Re: FINRA Regulatory Notice 20‐02; Comment on the Effectiveness and Efficiency of Its Reporting Requirements Rule

Dear Ms. Piorko Mitchell:

I write on behalf of the Public Investors Arbitration Bar Association (“PIABA”), an international bar association comprised of attorneys who represent investors in securities arbitrations. Since its formation in 1990, PIABA has promoted the interests of the public investor in all securities and commodities arbitration forums, while also advocating for public education regarding investment fraud and industry misconduct. Our members and their clients have a strong interest in rules promulgated by the Financial Industry Regulatory Authority (“FINRA”) relating to both investor protection and disclosure. As such, PIABA frequently comments upon proposed rule changes and retrospective rule reviews (like the instant one) in order to protect the rights and ensure fair treatment of the investing public.

PIABA submits this comment because the bar association believes strongly that member firms’ reporting requirements should be strengthened so that the investing public has fair and accurate information about their financial advisors and brokerage firms. In particular, PIABA supports any changes to Rule 4530 that provide better, more thorough and complete reporting of events to FINRA’s Central Registration Depository (“CRD”), which in turn can be disclosed to the public through tools like BrokerCheck.

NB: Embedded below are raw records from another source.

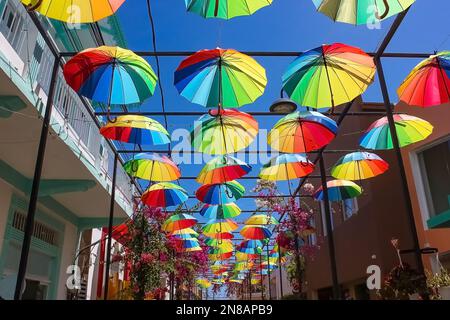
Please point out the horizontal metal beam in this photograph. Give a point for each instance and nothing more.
(191, 114)
(259, 54)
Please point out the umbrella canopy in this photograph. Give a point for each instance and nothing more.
(225, 9)
(218, 235)
(226, 211)
(222, 169)
(339, 190)
(261, 219)
(254, 232)
(409, 130)
(178, 222)
(218, 243)
(359, 166)
(164, 194)
(111, 75)
(186, 233)
(81, 11)
(220, 78)
(250, 246)
(219, 226)
(223, 131)
(152, 167)
(137, 130)
(361, 12)
(286, 167)
(428, 84)
(220, 194)
(301, 132)
(203, 283)
(328, 76)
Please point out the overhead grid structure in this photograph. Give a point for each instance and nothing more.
(119, 153)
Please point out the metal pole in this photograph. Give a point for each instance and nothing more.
(32, 205)
(330, 238)
(268, 271)
(281, 272)
(401, 166)
(110, 226)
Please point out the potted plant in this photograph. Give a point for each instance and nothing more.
(440, 284)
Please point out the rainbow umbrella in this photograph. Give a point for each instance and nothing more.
(81, 11)
(229, 210)
(359, 166)
(187, 233)
(261, 219)
(409, 130)
(218, 235)
(178, 222)
(137, 130)
(225, 9)
(428, 84)
(220, 194)
(220, 78)
(203, 283)
(286, 167)
(222, 169)
(219, 226)
(339, 190)
(361, 12)
(220, 256)
(255, 232)
(111, 75)
(217, 242)
(164, 194)
(329, 76)
(152, 167)
(250, 247)
(223, 131)
(301, 132)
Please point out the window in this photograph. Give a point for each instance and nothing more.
(435, 168)
(349, 208)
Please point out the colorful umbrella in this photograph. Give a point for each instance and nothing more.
(218, 235)
(219, 226)
(225, 9)
(261, 219)
(81, 11)
(286, 167)
(137, 130)
(222, 169)
(301, 132)
(187, 233)
(250, 246)
(255, 232)
(359, 166)
(339, 190)
(428, 84)
(152, 167)
(229, 210)
(218, 77)
(220, 194)
(223, 131)
(328, 76)
(409, 130)
(164, 194)
(361, 12)
(203, 283)
(111, 75)
(178, 222)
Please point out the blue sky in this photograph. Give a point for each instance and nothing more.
(286, 25)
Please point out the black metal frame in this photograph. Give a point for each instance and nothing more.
(380, 53)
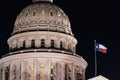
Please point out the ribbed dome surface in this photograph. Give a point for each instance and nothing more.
(42, 16)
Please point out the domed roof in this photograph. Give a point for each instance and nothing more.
(42, 16)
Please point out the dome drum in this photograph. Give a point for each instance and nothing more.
(42, 16)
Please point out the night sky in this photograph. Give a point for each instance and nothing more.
(88, 24)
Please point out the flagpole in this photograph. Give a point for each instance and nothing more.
(95, 59)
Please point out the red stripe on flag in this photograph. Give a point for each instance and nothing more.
(103, 50)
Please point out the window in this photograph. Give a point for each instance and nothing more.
(51, 13)
(52, 43)
(33, 43)
(24, 45)
(34, 13)
(42, 43)
(26, 14)
(52, 67)
(61, 45)
(7, 73)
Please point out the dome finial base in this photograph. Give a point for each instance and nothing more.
(42, 0)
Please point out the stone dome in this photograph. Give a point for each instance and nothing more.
(42, 16)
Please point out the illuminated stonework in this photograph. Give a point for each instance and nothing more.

In June 2015, FINRA launched a national advertising campaign touting the ease and importance of using FINRA’s BrokerCheck. PIABA agrees that BrokerCheck can be an important tool, because it can allow investors to access information about their advisor’s securities licenses, employment history, as well as their history (or lack thereof) of customer complaints, civil proceedings or liens, and financial issues (like liens or bankruptcies). BrokerCheck gets its information from the CRD, but some of the information contained in the CRD is not reported on BrokerCheck.

PIABA supports any rules that make more effective and accurate reporting on BrokerCheck. The investing public should be able to rely on BrokerCheck to vet their financial advisors, but only if such information is accurate and meaningful. PIABA has previously highlighted issues with BrokerCheck in a report in 2014, as well as an update on that report in October 2016. The report and its update identify categories of information that are reported to the CRD but are not available on BrokerCheck. The report also recognized instances where BrokerCheck’s information was incomplete, unreliable, and even false at times. FINRA must fix these issues to make BrokerCheck more reliable and, in turn, to better protect the investing public.

Additionally, PIABA continues to have great concerns given the epidemic of advisors having customer complaints routinely expunged from their records. While FINRA has recently suggested some rule changes, nothing significant has changed in the last several years. From 2016 to 2018, advisors were having complaints expunged in 81% of cases, even though FINRA deems that expungement should only be granted in “extraordinary” circumstances. When hundreds, if not thousands, of customer complaints are being expunged from the BrokerCheck system every year, customers can no longer rely on the information on BrokerCheck.

In summary, PIABA supports any revision of the rules that raises standards for reporting requirements. PIABA supports revisions that provide more fair and accurate information to FINRA (and then the investing public via BrokerCheck), but FINRA must take further steps to enhance BrokerCheck and curb the abuses of the expungement process.